Kevin took a deep breath, knowing that once Jeff had made up his mind, he wasn’t about to change it. “Okay,” he sighed. “I’ll tell you what—you go home with Toby for a while, and I’ll go out to the island by myself. I’ll have a talk with your aunt and see if I can find out where Ruby really is.”
“Will you come and get me later on?” Jeff asked uncertainly.
Kevin shook his head. “You managed to walk all the way out to Emmaline’s house. You can manage to walk back home.” He slid out of the booth and dropped twenty dollars on the table. “You guys can pay the bill out of that, and there’s enough left over for a movie. Okay?” The two boys, their eyes fastened on the ten dollar bill, bobbed their heads mutely. “And be home by supper time,” Kevin admonished his son. “By then I’ll have this all straightened out.”
He strode out of the drugstore into the dusty heat of the afternoon. The clouds from the southeast were drifting over the village now, and the temperature seemed to have dropped a degree or two, but Kevin’s shirt still clung damply to his body as he climbed into his sister’s Chevy and started the engine.
It’s the
heat, he decided as he crossed the causeway toward the island. The heat gets to people after a while, and they start imagining things. But a story about Marguerite being locked up down in the basement of Sea Oaks? Alone in the car, he shook his head.

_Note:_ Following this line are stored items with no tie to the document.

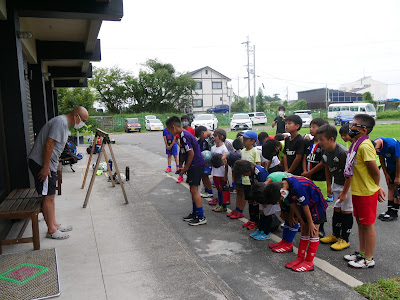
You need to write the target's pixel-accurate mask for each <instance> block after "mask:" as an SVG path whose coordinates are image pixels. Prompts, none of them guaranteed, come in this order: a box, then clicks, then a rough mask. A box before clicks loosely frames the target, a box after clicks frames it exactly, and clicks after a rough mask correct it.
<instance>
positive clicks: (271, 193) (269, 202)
mask: <svg viewBox="0 0 400 300" xmlns="http://www.w3.org/2000/svg"><path fill="white" fill-rule="evenodd" d="M282 187H283V184H282V181H278V182H271V183H270V184H268V185H267V186H266V187H265V188H264V199H265V204H272V205H274V204H277V203H278V202H279V200H280V199H281V188H282Z"/></svg>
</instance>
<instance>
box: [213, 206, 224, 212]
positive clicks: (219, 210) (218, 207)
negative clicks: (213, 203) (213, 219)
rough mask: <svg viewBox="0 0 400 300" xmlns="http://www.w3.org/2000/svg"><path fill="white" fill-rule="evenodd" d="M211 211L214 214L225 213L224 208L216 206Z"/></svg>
mask: <svg viewBox="0 0 400 300" xmlns="http://www.w3.org/2000/svg"><path fill="white" fill-rule="evenodd" d="M213 211H215V212H225V211H226V207H223V206H222V205H217V206H216V207H214V208H213Z"/></svg>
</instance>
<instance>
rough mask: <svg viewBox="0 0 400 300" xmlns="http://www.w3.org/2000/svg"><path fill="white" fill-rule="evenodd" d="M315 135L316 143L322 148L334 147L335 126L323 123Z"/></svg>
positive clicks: (334, 142)
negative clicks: (324, 124)
mask: <svg viewBox="0 0 400 300" xmlns="http://www.w3.org/2000/svg"><path fill="white" fill-rule="evenodd" d="M316 135H317V136H318V143H319V144H320V145H321V147H322V149H324V150H331V149H332V148H333V147H336V137H337V130H336V127H335V126H332V125H329V124H325V125H322V126H321V127H320V128H318V130H317V132H316Z"/></svg>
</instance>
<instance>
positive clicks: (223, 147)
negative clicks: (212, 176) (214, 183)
mask: <svg viewBox="0 0 400 300" xmlns="http://www.w3.org/2000/svg"><path fill="white" fill-rule="evenodd" d="M227 152H228V149H227V148H226V146H225V145H222V146H219V147H217V145H214V146H212V147H211V153H212V154H215V153H219V154H224V153H227ZM213 176H217V177H224V176H225V166H221V167H219V168H214V167H213Z"/></svg>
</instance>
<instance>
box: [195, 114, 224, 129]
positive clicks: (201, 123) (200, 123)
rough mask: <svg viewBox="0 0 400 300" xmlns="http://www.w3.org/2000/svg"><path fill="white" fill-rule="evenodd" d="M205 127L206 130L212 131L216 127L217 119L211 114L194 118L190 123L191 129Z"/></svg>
mask: <svg viewBox="0 0 400 300" xmlns="http://www.w3.org/2000/svg"><path fill="white" fill-rule="evenodd" d="M198 126H205V127H207V129H208V130H214V129H215V128H217V127H218V119H217V118H216V117H215V116H214V115H211V114H201V115H198V116H196V118H195V119H194V120H193V122H192V128H196V127H198Z"/></svg>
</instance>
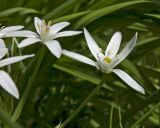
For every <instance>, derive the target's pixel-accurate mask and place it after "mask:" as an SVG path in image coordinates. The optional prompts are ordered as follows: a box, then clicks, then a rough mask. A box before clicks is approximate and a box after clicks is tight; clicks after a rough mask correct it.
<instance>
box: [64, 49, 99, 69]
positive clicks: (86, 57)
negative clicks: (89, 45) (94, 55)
mask: <svg viewBox="0 0 160 128" xmlns="http://www.w3.org/2000/svg"><path fill="white" fill-rule="evenodd" d="M62 54H63V55H65V56H67V57H70V58H72V59H74V60H77V61H80V62H82V63H86V64H89V65H92V66H96V64H95V62H94V61H93V60H91V59H90V58H88V57H85V56H83V55H80V54H78V53H75V52H71V51H68V50H62Z"/></svg>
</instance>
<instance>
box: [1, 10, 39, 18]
mask: <svg viewBox="0 0 160 128" xmlns="http://www.w3.org/2000/svg"><path fill="white" fill-rule="evenodd" d="M14 13H21V14H22V15H25V14H30V13H34V14H36V13H39V12H38V11H36V10H35V9H31V8H24V7H16V8H10V9H7V10H4V11H2V12H0V18H2V17H7V16H10V15H12V14H14Z"/></svg>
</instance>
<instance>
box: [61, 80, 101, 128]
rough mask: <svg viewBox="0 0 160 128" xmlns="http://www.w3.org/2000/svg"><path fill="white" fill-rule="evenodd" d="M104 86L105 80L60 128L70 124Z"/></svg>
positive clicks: (91, 93)
mask: <svg viewBox="0 0 160 128" xmlns="http://www.w3.org/2000/svg"><path fill="white" fill-rule="evenodd" d="M103 84H104V78H103V79H102V81H101V82H100V84H99V85H97V86H96V87H95V88H94V89H93V90H92V92H91V93H90V94H89V96H88V97H87V98H86V99H85V100H84V101H83V102H82V104H81V105H80V106H79V107H78V108H77V109H76V110H75V111H74V112H73V114H71V115H70V116H69V117H68V118H67V119H66V120H65V121H64V122H63V123H62V124H61V125H60V126H59V127H58V128H64V127H65V126H66V125H67V124H68V123H69V122H71V121H72V119H73V118H74V117H75V116H76V115H77V114H78V113H79V112H80V111H81V110H82V109H83V108H84V107H85V105H86V104H87V103H88V101H89V100H91V98H92V97H94V96H95V95H96V94H97V92H98V91H99V90H100V88H101V87H102V86H103Z"/></svg>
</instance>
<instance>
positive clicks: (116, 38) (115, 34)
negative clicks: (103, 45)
mask: <svg viewBox="0 0 160 128" xmlns="http://www.w3.org/2000/svg"><path fill="white" fill-rule="evenodd" d="M121 39H122V34H121V32H116V33H115V34H114V35H113V36H112V38H111V40H110V42H109V44H108V46H107V48H106V51H105V55H106V56H107V57H109V58H113V57H114V56H115V55H116V54H117V52H118V50H119V46H120V43H121Z"/></svg>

He found Marguerite sitting on the veranda, sipping a glass of lemonade. She smiled as he came up the steps, and when she rose to her feet, her limp was almost imperceptible.

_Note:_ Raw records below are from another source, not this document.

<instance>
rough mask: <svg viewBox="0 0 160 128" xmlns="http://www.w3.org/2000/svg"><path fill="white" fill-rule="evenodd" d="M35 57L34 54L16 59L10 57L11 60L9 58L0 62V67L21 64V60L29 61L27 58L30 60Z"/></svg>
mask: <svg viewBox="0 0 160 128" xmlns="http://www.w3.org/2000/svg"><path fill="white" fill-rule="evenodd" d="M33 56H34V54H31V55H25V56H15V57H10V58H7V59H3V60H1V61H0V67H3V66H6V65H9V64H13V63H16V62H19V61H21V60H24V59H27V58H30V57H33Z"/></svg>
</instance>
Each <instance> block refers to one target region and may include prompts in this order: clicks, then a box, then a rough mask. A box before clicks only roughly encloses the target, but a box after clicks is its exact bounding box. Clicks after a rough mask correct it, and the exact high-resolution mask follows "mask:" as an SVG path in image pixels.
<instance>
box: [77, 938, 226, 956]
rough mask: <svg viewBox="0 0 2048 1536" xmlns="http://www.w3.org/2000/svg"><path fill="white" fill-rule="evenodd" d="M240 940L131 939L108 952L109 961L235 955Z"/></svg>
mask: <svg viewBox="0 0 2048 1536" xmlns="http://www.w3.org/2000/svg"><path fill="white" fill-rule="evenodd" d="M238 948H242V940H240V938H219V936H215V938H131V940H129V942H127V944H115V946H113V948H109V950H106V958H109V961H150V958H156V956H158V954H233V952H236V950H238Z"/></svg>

“Still getting better?” Kevin asked, and Marguerite nodded, her smile broadening.
“I don’t know what it is.” She glanced up at the sky, then shrugged. “Usually it gets so much worse when a storm’s coming. But today it seems just fine. I suppose I should count my blessings, shouldn’t I?”
Kevin’s brows arched. “I wish more people in this town would do that,” he observed. “Instead of making up stories about other people.”
Marguerite’s smile faltered. “Making up stories? What sort of stories?”
Kevin hesitated, wondering how to begin. “Well, Emmaline Carr, for one. It seems Jeff and Toby went out to see her today.”
“E-Emmaline?” Marguerite said, with the trace of a stammer. “Why would they want to go out and see Emmaline? Everyone knows she’s strange in the head. Living in that shack, with no water or electricity …” Her voice trailed off and her head bobbed sympathetically. “Sometimes I feel so sorry for her,” she went on. “Except for Ruby, she doesn’t have anyone else in the world.”
Kevin frowned. “But then Ruby doesn’t have anyone but Emmaline, does she?” he asked.
Marguerite blinked. “I—why, I don’t know.…” Then her voice took on a note of impatience. “Kevin, what are you trying to get at? Did Emmaline say something to Jeff?”
“I’m afraid she did,” Kevin replied. Slowly he repeated the story Jeff had told him a few minutes ago. As he spoke, the last traces of Marguerite’s smile disappeared and her eyes began to blaze with indignation.